HAMILTON, Bermuda (Reuters) - Emirates Team New Zealand made a flying start in the America's Cup final with two wins over Oracle Team USA which left the Kiwis 1-0 ahead after the first day of racing in Bermuda's Great Sound on Saturday.
The New Zealand team's double victory erased a one-point advantage the U.S. team earned in an earlier regatta and gave them an early lead as they showed superior speed over the defending champions in the opening races.
"We were far from our best today .... we need to sharpen up and that's what we'll focus on tonight, Oracle skipper Jimmy Spithill told a news conference.
The two wins gave New Zealand a psychological boost as the Kiwis try to win the "Auld Mug" back after losing to Oracle in San Francisco in 2013.
"Day one is massive, it’s the most important day, if someone comes out with a speed advantage, psychologically that’s huge for the rest of the series," said Ben Ainslie, skipper of Land Rover BAR at a morning briefing.
The first direct comparison of the 50-foot catamaran's performance has been much anticipated in the first-to-seven competition.
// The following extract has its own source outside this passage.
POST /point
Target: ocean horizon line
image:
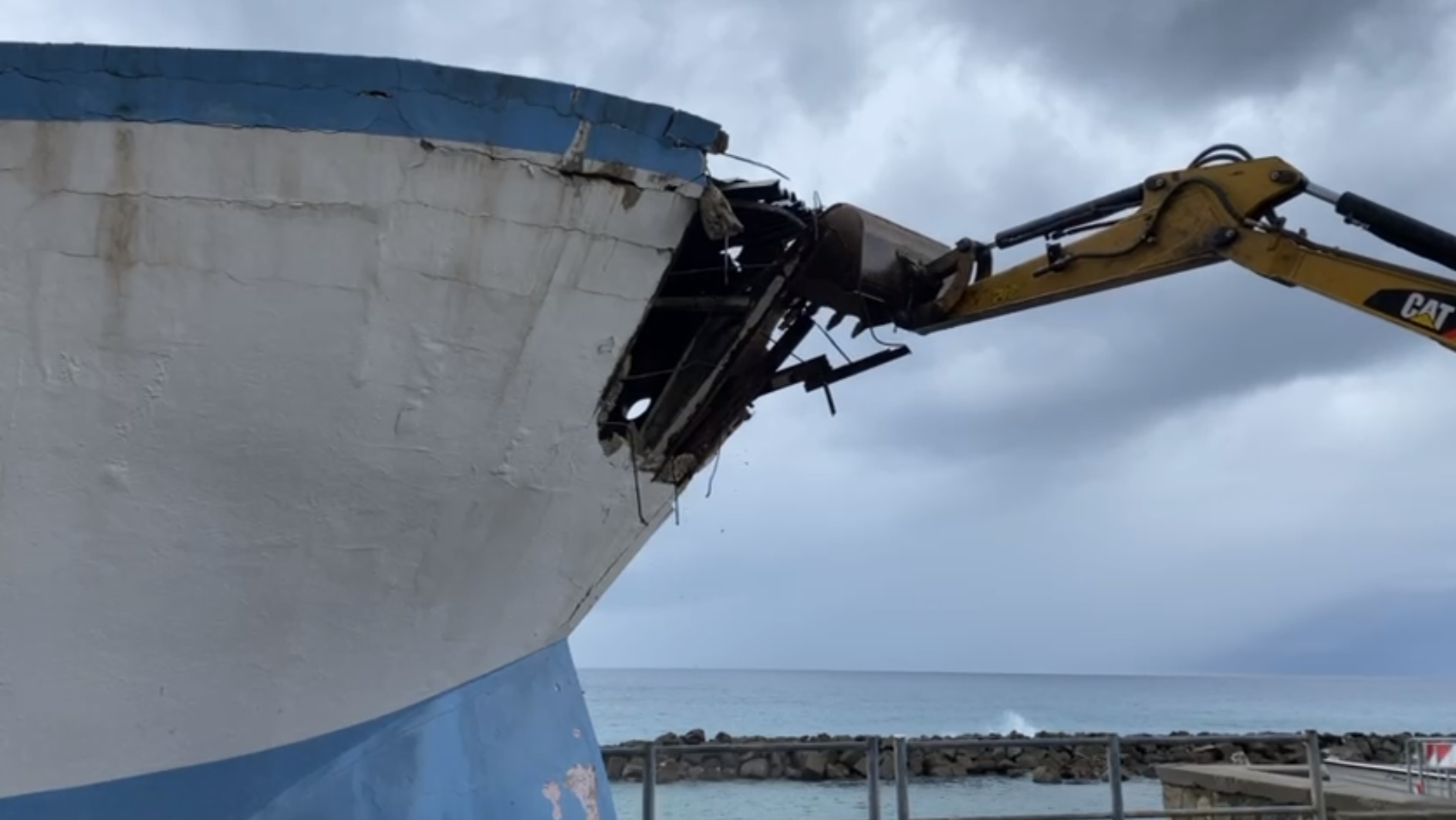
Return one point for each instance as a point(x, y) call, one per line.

Both teams have modified their boats and the two light wind duels showed the Kiwis' pace.
Peter Burling, 26, the helmsman of Emirates Team New Zealand won both of the starts against Jimmy Spithill, despite having less match racing experience, which has earned the Kiwi team a reputation as underdogs.
"It was fantastic to win both starts, I'm really happy for the guys," New Zealand skipper Glenn Ashby said.
In light easterly winds, the New Zealand team's foils, which lift the boat out of the water at speed, appeared to be more efficient, consolidating the Kiwis' reputation as light wind specialists.
Oracle Team USA were over the line in the first start, allowing New Zealand to gain an advantage and extend their lead during the race, despite an uncomfortable moment at the last mark, when the Kiwis came off their foils.
"I'm not happy with how we sailed today, even though we've got two points on the board," Burling said.
The second race saw a tense start, which was also won by New Zealand. The Kiwis led for much of the race, despite Oracle closing to three seconds after a wind shift put them back in touch.
Oracle fell back, however, allowing the New Zealand team to secure their second win.
After going into the competition one point down, the New Zealanders needed to win eight races to win the America's Cup, the world's oldest international sporting competition.
A win by the Kiwis would deny the U.S. crew their third successive win. The New Zealanders have massive support at home, where sailing is a national sport.
“Oracle is a multinational team and they’re not wearing their heart on their sleeve perhaps as much as the Kiwis and when it gets to those key moments when its all on the line, who is going to be more motivated to win it?," Ainslie said.
The New Zealanders are well aware that it is possible not to win the America's Cup despite an early advantage, after being 8-1 up in San Francisco four years ago before losing to Oracle.